McCarthy is among a group of Oxford students and graduates who are now putting their time and energy into advocating for a memorial for the student victims in the nearby village of Oxford, about two miles from the high school.

"The village council is having a meeting about the memorial. I am tired of fighting with the school board of education. A lot of students are," McCarthy said.

Jack Curtis and Sylvia Lester are freshmen at Oxford High School, were friends with Hana and were in school on the day of the shooting.

Curtis sent emails to the school administration urging the placement of a memorial in the school with input from families of the victims, while Lester spoke at school board meetings asking for photos of the victims to be a part of the memorial.

Both said more than six months have passed and still no photographs of their victims of the shooting are hung inside their school. Curtis said he wants the school administration and school board to listen to students, talk to them and include them in decisions for all of the memorials.

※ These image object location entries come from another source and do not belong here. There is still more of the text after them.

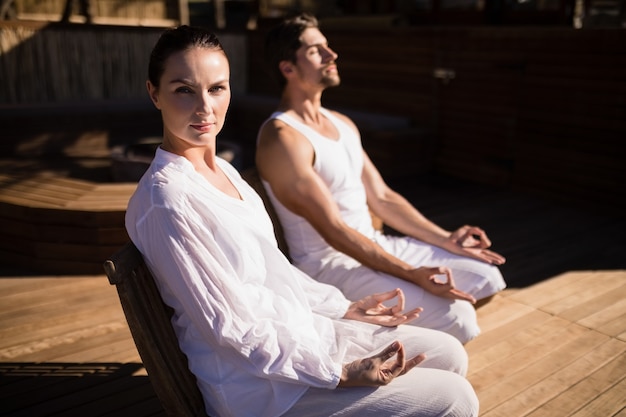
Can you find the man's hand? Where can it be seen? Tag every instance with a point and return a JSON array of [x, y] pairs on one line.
[[371, 310], [472, 241], [375, 370], [427, 278]]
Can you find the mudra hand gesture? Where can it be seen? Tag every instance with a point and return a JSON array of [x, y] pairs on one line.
[[372, 310], [472, 241], [377, 370]]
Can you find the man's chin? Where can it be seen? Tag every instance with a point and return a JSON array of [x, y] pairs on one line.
[[332, 82]]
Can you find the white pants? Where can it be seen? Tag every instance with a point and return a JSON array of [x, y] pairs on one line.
[[436, 387], [455, 317]]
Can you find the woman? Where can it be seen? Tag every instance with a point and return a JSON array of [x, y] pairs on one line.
[[262, 338]]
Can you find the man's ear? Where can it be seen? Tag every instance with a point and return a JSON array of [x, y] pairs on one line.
[[285, 68], [152, 92]]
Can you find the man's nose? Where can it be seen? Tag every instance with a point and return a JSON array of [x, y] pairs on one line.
[[329, 54]]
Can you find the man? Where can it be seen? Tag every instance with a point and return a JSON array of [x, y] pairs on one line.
[[323, 184]]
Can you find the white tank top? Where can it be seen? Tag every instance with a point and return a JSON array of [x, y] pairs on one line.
[[339, 163]]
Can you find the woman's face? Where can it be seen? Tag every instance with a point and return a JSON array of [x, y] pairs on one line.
[[193, 97]]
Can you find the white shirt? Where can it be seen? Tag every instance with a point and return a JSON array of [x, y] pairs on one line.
[[256, 330], [339, 164]]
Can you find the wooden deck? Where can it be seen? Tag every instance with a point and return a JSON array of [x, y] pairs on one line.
[[553, 343], [557, 348]]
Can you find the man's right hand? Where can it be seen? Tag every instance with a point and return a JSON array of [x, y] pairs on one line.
[[376, 371], [427, 278]]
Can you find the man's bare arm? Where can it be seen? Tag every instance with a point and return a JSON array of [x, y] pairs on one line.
[[284, 159]]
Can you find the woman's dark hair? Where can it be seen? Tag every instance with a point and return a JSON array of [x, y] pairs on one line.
[[283, 40], [176, 40]]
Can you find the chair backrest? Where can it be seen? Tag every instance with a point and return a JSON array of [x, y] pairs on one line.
[[149, 322]]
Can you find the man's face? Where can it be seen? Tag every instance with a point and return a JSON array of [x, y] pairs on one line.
[[315, 61]]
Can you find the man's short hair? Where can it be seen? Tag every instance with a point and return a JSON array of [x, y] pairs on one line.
[[283, 40]]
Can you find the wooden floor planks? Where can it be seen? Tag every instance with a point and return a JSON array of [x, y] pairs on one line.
[[549, 350]]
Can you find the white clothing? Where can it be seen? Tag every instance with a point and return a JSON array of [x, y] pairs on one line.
[[257, 332], [339, 163]]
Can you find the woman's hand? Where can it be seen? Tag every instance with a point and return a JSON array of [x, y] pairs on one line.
[[371, 310], [376, 370], [429, 279]]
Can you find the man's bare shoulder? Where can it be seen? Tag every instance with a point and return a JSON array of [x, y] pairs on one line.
[[276, 132], [343, 118]]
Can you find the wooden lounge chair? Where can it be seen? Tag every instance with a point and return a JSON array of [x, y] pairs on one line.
[[149, 322]]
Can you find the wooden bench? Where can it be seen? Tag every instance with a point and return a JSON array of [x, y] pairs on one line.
[[61, 225], [149, 322]]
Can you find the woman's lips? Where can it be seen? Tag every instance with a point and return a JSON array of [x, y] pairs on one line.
[[202, 127]]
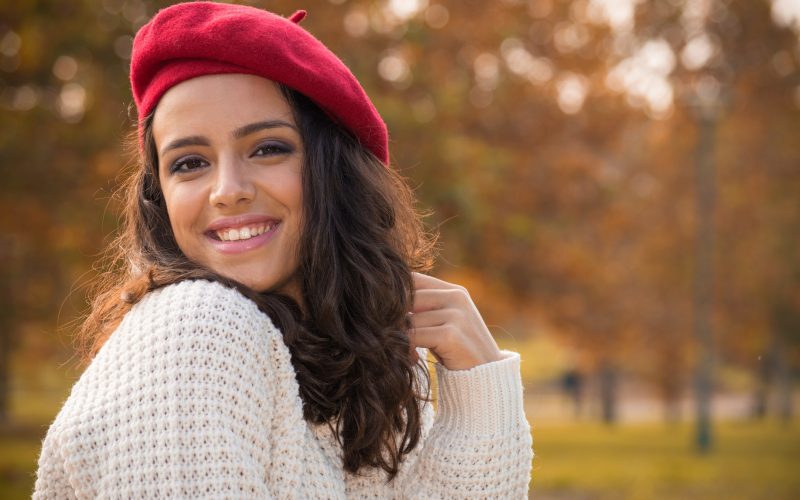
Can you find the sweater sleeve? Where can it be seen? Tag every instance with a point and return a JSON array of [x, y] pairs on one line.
[[176, 404], [480, 442]]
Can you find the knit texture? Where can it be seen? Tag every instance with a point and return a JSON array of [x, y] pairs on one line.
[[195, 396]]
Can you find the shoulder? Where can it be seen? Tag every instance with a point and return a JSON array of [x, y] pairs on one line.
[[201, 307]]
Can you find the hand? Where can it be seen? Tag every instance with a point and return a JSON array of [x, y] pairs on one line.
[[445, 320]]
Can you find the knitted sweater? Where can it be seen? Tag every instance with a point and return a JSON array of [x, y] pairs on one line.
[[194, 396]]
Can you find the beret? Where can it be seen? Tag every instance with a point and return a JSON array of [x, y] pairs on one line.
[[190, 39]]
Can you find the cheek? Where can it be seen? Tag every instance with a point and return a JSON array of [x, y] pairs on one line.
[[183, 208]]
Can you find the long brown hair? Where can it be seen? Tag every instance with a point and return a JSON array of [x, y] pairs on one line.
[[361, 239]]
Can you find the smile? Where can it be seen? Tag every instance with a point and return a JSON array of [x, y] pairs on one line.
[[245, 233], [242, 239]]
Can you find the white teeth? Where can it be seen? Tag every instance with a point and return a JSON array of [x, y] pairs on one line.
[[244, 233]]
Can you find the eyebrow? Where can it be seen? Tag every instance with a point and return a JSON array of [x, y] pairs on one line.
[[239, 133]]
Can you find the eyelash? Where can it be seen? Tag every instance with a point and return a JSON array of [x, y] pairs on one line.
[[278, 149]]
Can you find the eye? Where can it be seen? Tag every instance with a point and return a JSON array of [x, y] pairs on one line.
[[272, 149], [187, 164]]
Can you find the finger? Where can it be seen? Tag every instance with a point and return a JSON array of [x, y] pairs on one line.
[[435, 317], [427, 300], [429, 337], [424, 282]]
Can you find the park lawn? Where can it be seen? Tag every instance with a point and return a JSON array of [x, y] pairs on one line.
[[751, 460]]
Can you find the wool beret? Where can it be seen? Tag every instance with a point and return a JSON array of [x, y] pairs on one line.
[[191, 39]]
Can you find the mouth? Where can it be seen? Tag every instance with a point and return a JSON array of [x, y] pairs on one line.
[[242, 233], [234, 240]]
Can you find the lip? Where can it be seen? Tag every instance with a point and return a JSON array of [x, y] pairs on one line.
[[241, 246], [239, 220]]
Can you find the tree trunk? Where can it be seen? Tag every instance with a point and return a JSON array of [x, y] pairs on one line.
[[704, 277], [608, 393]]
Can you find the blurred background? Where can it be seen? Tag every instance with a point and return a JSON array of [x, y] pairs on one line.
[[617, 183]]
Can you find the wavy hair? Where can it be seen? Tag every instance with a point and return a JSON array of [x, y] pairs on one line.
[[361, 238]]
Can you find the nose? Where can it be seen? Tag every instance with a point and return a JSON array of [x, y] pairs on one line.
[[232, 185]]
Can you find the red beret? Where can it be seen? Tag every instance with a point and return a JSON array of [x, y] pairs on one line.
[[191, 39]]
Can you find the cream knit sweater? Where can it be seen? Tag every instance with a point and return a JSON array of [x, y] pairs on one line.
[[194, 396]]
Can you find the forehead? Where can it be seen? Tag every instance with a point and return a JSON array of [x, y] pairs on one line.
[[217, 104]]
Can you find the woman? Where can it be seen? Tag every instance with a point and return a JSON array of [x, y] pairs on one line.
[[266, 334]]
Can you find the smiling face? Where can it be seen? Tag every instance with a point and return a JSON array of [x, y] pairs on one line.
[[230, 160]]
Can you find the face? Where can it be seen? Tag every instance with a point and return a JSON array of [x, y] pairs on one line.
[[230, 157]]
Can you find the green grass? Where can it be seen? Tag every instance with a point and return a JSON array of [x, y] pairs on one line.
[[753, 460], [750, 460]]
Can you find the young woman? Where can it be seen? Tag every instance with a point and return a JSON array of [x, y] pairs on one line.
[[265, 329]]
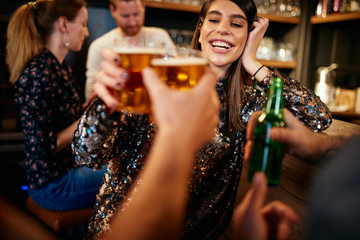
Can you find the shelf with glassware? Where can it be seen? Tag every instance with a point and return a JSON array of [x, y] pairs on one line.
[[338, 17], [271, 17]]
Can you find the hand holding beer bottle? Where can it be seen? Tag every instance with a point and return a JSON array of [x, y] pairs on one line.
[[267, 154]]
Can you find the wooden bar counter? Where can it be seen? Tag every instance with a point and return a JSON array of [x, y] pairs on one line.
[[296, 179]]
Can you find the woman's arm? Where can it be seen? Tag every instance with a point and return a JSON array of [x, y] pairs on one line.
[[186, 120]]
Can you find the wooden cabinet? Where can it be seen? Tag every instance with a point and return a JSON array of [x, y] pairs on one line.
[[333, 39]]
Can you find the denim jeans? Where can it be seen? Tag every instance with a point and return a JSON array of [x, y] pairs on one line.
[[75, 190]]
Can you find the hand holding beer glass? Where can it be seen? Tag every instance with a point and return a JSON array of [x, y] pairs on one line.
[[180, 72]]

"We experienced first-hand. They didn’t. They should listen to the kids who were there, especially the families," Curtis said.

A one-size-fits-all tribute?

Kennedy-Paine says it's a challenge to design a memorial that meets the needs of every group affected by the shooting: students, school staff, parents, families of the deceased and the community.

It's important to students to have a voice in what it looks like and where it is located, she said. In Oregon, it took five years for the community to approve a permanent memorial for the students, Kennedy-Paine said.

A memorial park at Thurston High School is located outside on school grounds, away from the main front entrance. It includes a memorial wall, garden, benches and an inscription plaque with the date of the shooting.

It does not contain photographs but identifies the two victims by name and says 25 were injured.

"It's a nice acknowledgment of the support the community provides and the students whose lives were lost. It is maintained by the district and the school board approved it," Kennedy-Paine said. "It took five years. It’s a very, very emotional process to develop a permanent memorial."

Temporary memorials can serve as a bridge until permanent ones are created, she said.

"The important thing in making those decisions is the memorial is serving a purpose for the staff, students, the community to help them grieve and help with recovery," Kennedy-Paine said.

"Kids need a visual memory. It makes sense if we go back to our tradition of how we bury people in cemeteries. We create monuments. We have places where we honor and recognize our loved ones who pass on. It’s a very natural thing."